Jurisdictional requirements

  1. In Pt 2A matters, the Court must consider a number of jurisdictional tests before any orders can be contemplated. The process is set out in Grantham Holdings Pty Ltd v Miller [2011] NSWLEC 1122 at [17] – [22].

Do the trees form a hedge?

  1. The first test is s 14A(1), that is, are the trees a hedge for the purpose of the Act?

  2. Section 14A(1) states:

14A Application of Part

(1) This Part applies only to groups of 2 or more trees that:

(a) are planted (whether in the ground or otherwise) so as to form a hedge, and

(b) rise to a height of at least 2.5 metres (above existing ground level).

  1. These trees were planted so as to form a hedge in 2009 and currently average about 8 metres in height. Therefore, s14A(1) is satisfied for this hedge.

  2. Section 14B states that an owner of land may apply to the Court for an order to remedy, restrain or prevent the severe obstruction of:

14B Application to Court by affected land owner

(a) sunlight to a window of a dwelling situated on the applicant’s land, or

(b) any view from a dwelling situated on the land,

if the obstruction occurs as a consequence of trees to which this Part applies being situated on adjoining land.

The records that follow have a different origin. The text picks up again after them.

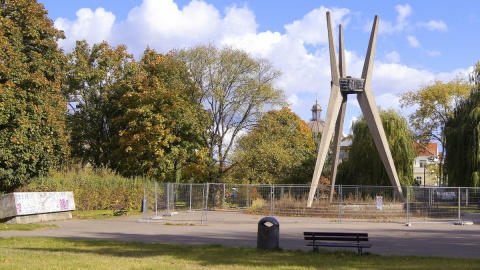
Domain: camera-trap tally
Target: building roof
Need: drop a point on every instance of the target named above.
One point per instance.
(429, 149)
(316, 126)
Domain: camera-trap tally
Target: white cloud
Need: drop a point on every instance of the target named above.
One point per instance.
(413, 42)
(401, 23)
(434, 25)
(163, 25)
(93, 26)
(393, 57)
(308, 29)
(433, 53)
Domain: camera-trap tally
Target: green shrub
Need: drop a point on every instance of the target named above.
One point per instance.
(98, 189)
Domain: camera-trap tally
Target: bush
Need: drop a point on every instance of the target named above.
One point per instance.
(98, 189)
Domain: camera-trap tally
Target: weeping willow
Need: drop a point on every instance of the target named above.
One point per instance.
(364, 165)
(462, 134)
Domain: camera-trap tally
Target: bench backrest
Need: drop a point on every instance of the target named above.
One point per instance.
(332, 236)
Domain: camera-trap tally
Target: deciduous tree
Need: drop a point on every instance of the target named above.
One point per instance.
(462, 134)
(163, 122)
(364, 166)
(279, 150)
(95, 80)
(236, 89)
(32, 108)
(433, 104)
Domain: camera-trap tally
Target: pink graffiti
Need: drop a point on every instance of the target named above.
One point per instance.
(63, 204)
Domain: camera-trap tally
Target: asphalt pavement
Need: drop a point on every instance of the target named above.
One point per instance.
(235, 229)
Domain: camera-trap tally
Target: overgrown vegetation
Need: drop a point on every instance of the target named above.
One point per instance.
(98, 189)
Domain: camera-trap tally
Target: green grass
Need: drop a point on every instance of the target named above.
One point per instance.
(53, 253)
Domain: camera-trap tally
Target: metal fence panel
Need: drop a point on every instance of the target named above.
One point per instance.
(348, 203)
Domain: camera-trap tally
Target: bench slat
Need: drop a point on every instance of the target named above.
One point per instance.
(332, 239)
(333, 244)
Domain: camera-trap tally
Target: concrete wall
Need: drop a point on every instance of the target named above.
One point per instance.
(44, 204)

  1. Section 14E(1)(a) requires the applicants to make a reasonable effort to reach agreement with the owner of the land on which the trees are situated. They have satisfied this requirement by communicating about their pruning requests with the respondent, verbally and in writing since 2013, both directly and through their solicitors.

  2. The next step is to assess the severity of the obstruction of sunlight to the applicants' dwelling as a consequence of any or all of the trees in the hedge.

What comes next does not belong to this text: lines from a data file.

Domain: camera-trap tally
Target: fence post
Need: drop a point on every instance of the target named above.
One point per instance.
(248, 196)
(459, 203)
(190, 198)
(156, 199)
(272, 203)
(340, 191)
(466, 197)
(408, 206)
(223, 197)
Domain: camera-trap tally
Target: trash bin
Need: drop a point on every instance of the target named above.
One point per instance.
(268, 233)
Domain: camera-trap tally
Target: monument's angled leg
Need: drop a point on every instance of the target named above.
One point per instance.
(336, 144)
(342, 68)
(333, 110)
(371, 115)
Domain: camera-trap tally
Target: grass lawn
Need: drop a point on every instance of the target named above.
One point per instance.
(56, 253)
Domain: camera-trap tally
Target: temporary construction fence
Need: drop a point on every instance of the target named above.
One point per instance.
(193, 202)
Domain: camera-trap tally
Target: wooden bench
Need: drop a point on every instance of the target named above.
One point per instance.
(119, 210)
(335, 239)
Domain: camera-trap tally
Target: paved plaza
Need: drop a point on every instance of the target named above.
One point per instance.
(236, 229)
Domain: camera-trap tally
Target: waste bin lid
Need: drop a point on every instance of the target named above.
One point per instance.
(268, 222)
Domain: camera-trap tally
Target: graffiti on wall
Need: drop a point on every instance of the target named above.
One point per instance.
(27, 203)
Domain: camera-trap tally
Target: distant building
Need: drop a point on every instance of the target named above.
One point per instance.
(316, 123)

  3. Section 14E(2)(a) states:

14E Matters of which Court must be satisfied before making an order

(2) The Court must not make an order under this Part unless it is satisfied that:

(a) the trees concerned:

(i) are severely obstructing sunlight to a window of a dwelling situated on the applicant's land, or

(ii) are severely obstructing a view from a dwelling situated on the applicant's land.

Findings

  1. In considering the severity of sunlight obstruction, the Court may take guidance from criteria used by local government in Development Application (DA) assessment, whereby obstruction of direct sunlight to more than 50% of a living room window for more than 3 hours between 9am and 3pm in mid-winter, is considered a threshold for intervention. Under the jurisdiction of the Trees Act, only one window need be so impacted.

  2. Under the circumstances here where the affected rooms are not living areas, the parties’ focused on the nature and role of the applicants’ affected rooms. However, given that the hedge allows only minor occasional dappled sunlight penetration to any of the applicants’ nominated windows, it is more appropriate to initially consider the scope and purpose of Pt 2A of the Trees Act.

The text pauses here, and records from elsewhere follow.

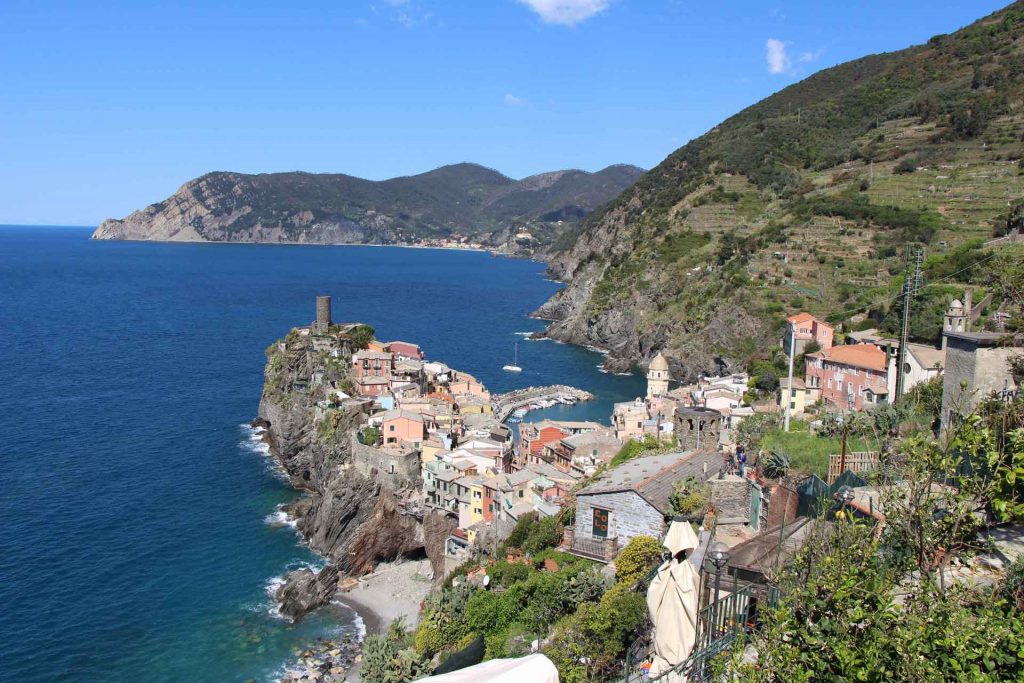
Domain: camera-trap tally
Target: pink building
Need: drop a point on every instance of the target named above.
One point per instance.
(372, 386)
(808, 329)
(403, 427)
(404, 349)
(369, 363)
(850, 378)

  3. The Interpretation Act 1987 permits me to refer to relevant material to assist in interpreting the Trees Act. Here I refer to the Review of the Trees (Disputes Between Neighbours) Act 2006 (NSW) (2009) (‘the Review’) for assistance with interpreting “severely obstructing sunlight to a window” (s 14E(2)(a)(i)).

  4. On page 39 the Review describes the scope of the Trees Act (with my emphasis):

The Court would only have the power to hear matters regarding:

  • hedges which are both high, and similar to a wall in their visual effect

  • hedges which affect people’s homes (rather than their gardens or other structures on their property).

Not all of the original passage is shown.